El ciclismo español en el Tour hizo su historia a base de locos solitarios como Trueba, que, con los tubulares cruzados en la espalda y sin pollo y plátanos en el maillot, sprintaba mientras subía. Ese sprint en cuesta es lo que distinguía a un auténtico grimpeur de un simple buen escalador. Tras los desastres de la posguerra, en los que el equipo nacional entero se retiró, llegó el momento de Bernardo Ruiz. El se pegó un salto un día entre Briangon y Aix-les-Bains que oriolano dejó chicas todas las historias de los Alpes. En aquella época los estudiantes de bachillerato, que éramos los únicos en el pueblo que teníamos alguna idea del francés, porque los demás estaban en plan vendimia o en el exilio, nos ponían en la barbería junto a un aparato de aquellos en forma de capillita, para que a través de Radio Montecarlo ¿Conociéramos los avances de El Pipa, que un año fue noveno, con dos etapas ganadas, y otro tercero, tras el gran Fausto Coppi y el belga Constant Ockers, dos grandes ciclistas cuya muerte les hermanó en lo trágico.

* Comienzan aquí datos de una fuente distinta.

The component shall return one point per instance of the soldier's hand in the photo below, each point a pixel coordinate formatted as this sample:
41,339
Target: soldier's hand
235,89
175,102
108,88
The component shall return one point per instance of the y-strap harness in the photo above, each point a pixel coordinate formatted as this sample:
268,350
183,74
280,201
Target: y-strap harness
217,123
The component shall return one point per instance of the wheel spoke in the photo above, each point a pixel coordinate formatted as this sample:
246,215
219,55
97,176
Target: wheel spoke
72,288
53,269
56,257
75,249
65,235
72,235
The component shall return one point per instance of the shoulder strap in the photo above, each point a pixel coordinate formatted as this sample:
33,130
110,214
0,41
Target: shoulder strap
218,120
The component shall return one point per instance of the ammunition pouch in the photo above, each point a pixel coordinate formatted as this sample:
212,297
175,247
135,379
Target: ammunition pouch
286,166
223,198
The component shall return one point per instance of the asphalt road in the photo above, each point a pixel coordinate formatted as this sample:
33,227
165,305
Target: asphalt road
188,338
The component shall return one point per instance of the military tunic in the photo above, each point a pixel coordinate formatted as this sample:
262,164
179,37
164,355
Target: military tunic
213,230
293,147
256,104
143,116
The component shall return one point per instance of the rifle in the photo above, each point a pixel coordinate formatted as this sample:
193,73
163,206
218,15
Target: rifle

Bahamontes y Loroño convirtieron el Tour de cada año en una disputa a lo Joselito y Belmonte. Ocaña, el emigrante que huyó del hambre de Cuenca para ser el español de Mont de Marsan, tuvo que pagar las viñas que ahora posee con vómitos de sangre y una caída en el col de Mente, cuando estaba a punto de batir a Merckx.

Ahora nos quedaba la regularidad de Galdos, pero los Pirineos han podido con él. Hemos vuelto a aquellos años en los que el honor patrio se sentía humillado con las retiradas colectivas. Ahora que los españoles caen en el Tour, nadie ve la raza pisoteada.